Amor mío, si acaso tuviera el valor de abrir tu ventana y escucharas mi voz, si fuera capaz de escribirte esta carta y que sin sello supieras.

Si pudiera recobrar la sonrisa cuando sobre aquella mesa preguntabas, y yo hubiera tenido la paciencia de no haberte arrinconado con mi cuerpo.

No supe ver las señales que me decían que no amabas, que sólo podías amar la expectativa del pasado, que nunca más abrazarias mis labios con la acaricia de tus manos.
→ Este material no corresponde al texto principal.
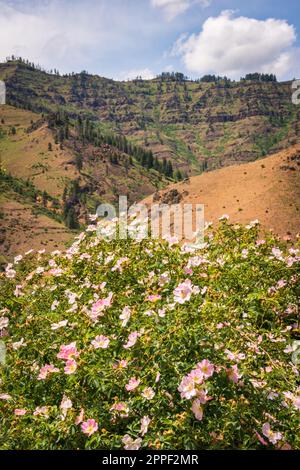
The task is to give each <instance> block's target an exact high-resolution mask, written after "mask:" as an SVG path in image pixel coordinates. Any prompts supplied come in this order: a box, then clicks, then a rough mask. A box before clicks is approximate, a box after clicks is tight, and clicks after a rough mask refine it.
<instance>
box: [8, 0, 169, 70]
mask: <svg viewBox="0 0 300 470" xmlns="http://www.w3.org/2000/svg"><path fill="white" fill-rule="evenodd" d="M139 1H140V0H139ZM154 16H155V15H154V14H153V17H149V12H148V14H146V13H145V11H144V9H143V8H142V7H141V6H140V5H138V6H137V7H135V3H134V2H132V3H131V4H130V2H128V3H127V2H124V0H114V1H113V2H108V0H85V1H74V2H71V1H69V0H68V1H67V0H64V1H63V0H39V1H38V0H28V1H26V2H25V1H23V0H22V1H18V2H17V1H14V2H10V1H8V0H0V62H1V61H3V60H4V59H5V58H6V57H7V56H10V55H12V54H13V55H15V56H19V55H20V56H22V57H24V58H26V59H29V60H30V61H33V62H35V63H39V64H40V65H42V66H43V67H45V68H47V69H53V68H57V69H59V70H60V71H61V72H71V71H75V72H79V71H81V70H83V69H85V70H88V71H89V72H97V73H100V74H101V75H108V76H109V77H111V76H115V75H117V74H118V73H119V70H120V69H121V70H122V69H123V70H126V69H127V68H128V69H131V68H135V67H136V65H135V63H141V60H144V59H145V52H144V50H143V47H144V46H145V48H146V47H148V45H149V44H150V40H149V38H152V37H153V35H154V36H155V34H156V33H157V31H159V28H160V27H161V25H163V24H164V22H163V21H162V22H161V23H159V22H157V18H154ZM133 24H134V28H133V27H132V25H133ZM149 49H150V48H149ZM135 51H136V56H135V54H134V52H135ZM137 68H138V67H137Z"/></svg>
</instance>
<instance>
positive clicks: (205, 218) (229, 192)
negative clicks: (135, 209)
mask: <svg viewBox="0 0 300 470" xmlns="http://www.w3.org/2000/svg"><path fill="white" fill-rule="evenodd" d="M153 200H154V201H156V202H164V203H176V202H177V201H178V200H180V203H193V204H204V205H205V220H206V221H212V222H216V221H217V220H218V218H219V217H220V216H221V215H223V214H228V215H229V216H230V219H231V221H234V222H241V223H249V221H251V220H255V219H258V220H259V221H260V223H261V224H262V227H263V228H264V229H267V230H269V229H272V230H274V232H275V233H277V234H278V235H280V236H286V235H291V236H293V237H294V236H295V235H296V234H297V233H299V232H300V145H295V146H292V147H290V148H289V149H287V150H284V151H281V152H279V153H276V154H274V155H272V156H270V157H267V158H264V159H260V160H258V161H255V162H252V163H247V164H243V165H238V166H231V167H227V168H223V169H221V170H217V171H212V172H207V173H203V174H201V175H200V176H194V177H192V178H190V179H189V180H186V181H184V182H181V183H177V184H174V185H171V186H168V188H167V189H165V190H163V191H161V192H159V193H156V194H155V195H154V196H152V197H149V198H147V199H145V202H146V203H147V204H149V203H150V204H151V203H152V202H153Z"/></svg>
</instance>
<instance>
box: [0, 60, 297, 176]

No puedo dejar de pensarte y busco las arañas sobre mi piel que devoran el tiempo y los sueños, para no recordar qué narices hice mal.

Dicen que me he vuelto arisca y que mi voz corta como el filo de una navaja, cómo decirles que cada día muero un poco más en el borde de su brillo.

Que cuando cae la noche recuerdo la lluvia bajo los faros de la oscuridad y te veo entre miles de cuerpos traslúcidos, las miradas flotan por encima de ellos juntándose sin que nadie nos vea.

Abandono mi pena, me coloco la coraza y vuelo miles de kilómetros lejos de aquel lugar, donde un día la noche nos vio rimar.

Con amor, sí, aunque tú no te enteraras de que el cielo en ese momento, nos abrazaba.